Was man alles zum Campen mitnehmen kann: mehrere Grills bzw. Smoker, etliche mit Eiswürfeln gefüllte Kühlboxen und bisher am eindrucksvollsten: eine aufblasbare Hüpfburg. Selbstverständlich hat man neben dem Pickup, der den Wohnwagen zieht, noch ein Motorrad/Fahrräder/Geländewagen oder anderes Fahrzeug dabei.
Morgens, mittags und auch mal abends duftet es nach gebratenem Speck, den man auf der Kochplatte vor dem Wohnmobil zubereitet. Bacon scheint die Lieblingsspeise der Camper:innen zu sein.
Vor dem Sanitärhaus auf dem Campingplatz gibt es gern mal Parkplätze. Warum? Naja, damit man den weiten Weg zur Toilette nicht laufen muss, ist doch klar.
Und wenn man abends am Lagerfeuer sitzt, läuft selbstverständlich nebenbei der Fernseher. Dass dieser ein Außenfernseher am Wohnmobil ist, ist ja klar.
Soweit so gut. Wir gehen jetzt in die Stadt und trinken Margaritas.

Diese Frage amüsierte uns nun fast zwei Jahre. Sie wurde uns 2024 von einem Amerikaner im Arches NP in Moab (Utah) gestellt. Denn, wenn an dem Weg keine Felsbögen sind, muss er da ja auch nicht hinlaufen. So nämlich.
Heute sind wir also wieder in Moab, auf demselben Campingplatz (Sun Outdoors Moab) wie vor zwei Jahren und das an dem Wochenende, wo es richtig abgeht. Montag ist Memorial Day.

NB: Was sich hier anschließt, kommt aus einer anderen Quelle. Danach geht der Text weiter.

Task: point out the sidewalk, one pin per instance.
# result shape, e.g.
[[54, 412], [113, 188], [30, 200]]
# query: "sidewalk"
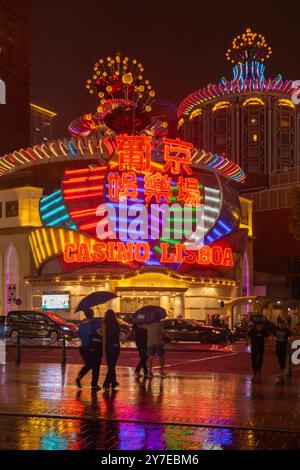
[[130, 345], [41, 400]]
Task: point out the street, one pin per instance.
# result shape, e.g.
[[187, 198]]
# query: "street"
[[205, 401]]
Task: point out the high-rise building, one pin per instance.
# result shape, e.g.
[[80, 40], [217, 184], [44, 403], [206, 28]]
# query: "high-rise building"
[[253, 120], [14, 71], [41, 124], [250, 118]]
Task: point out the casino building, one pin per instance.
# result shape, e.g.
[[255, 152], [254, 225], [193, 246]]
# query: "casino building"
[[254, 119], [250, 118], [117, 205]]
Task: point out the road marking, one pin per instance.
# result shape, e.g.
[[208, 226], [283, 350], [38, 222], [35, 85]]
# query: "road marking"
[[198, 360]]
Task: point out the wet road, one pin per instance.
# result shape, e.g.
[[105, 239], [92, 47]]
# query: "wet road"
[[40, 408]]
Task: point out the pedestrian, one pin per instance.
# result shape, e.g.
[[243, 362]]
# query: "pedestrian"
[[90, 333], [257, 335], [141, 344], [281, 335], [112, 348], [155, 345]]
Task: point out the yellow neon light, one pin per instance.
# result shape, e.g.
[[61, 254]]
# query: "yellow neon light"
[[287, 103], [53, 240], [43, 110], [221, 105], [253, 101], [196, 112], [247, 206], [46, 240], [32, 246]]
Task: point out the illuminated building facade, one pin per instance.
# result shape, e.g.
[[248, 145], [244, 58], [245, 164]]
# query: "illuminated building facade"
[[251, 118], [41, 124], [14, 71], [255, 121], [120, 206]]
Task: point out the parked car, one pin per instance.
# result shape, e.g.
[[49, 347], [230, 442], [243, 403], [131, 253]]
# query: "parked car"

Das lange Wochenende läutet die Saison ein und bietet Gelegenheit für Ausflüge, Familienfeiern und Kurztripps. Also dachten wir uns, wir gehen mitten ins Getümmel. Mal gucken, wie es wird. Der Campingplatz ist voll, die Stadt auch und es sind unglaublich viele Menschen unterwegs.
Und das alles, nachdem wir gestern im Canyonlands NP geschlafen haben. In völliger Ruhe.



Und jawohl, there are any arches:



In Deutschland wird dieses Wochenende Pfingsten gefeiert. Von daher wünschen wir an dieser Stelle schonmal frohe Pfingsten!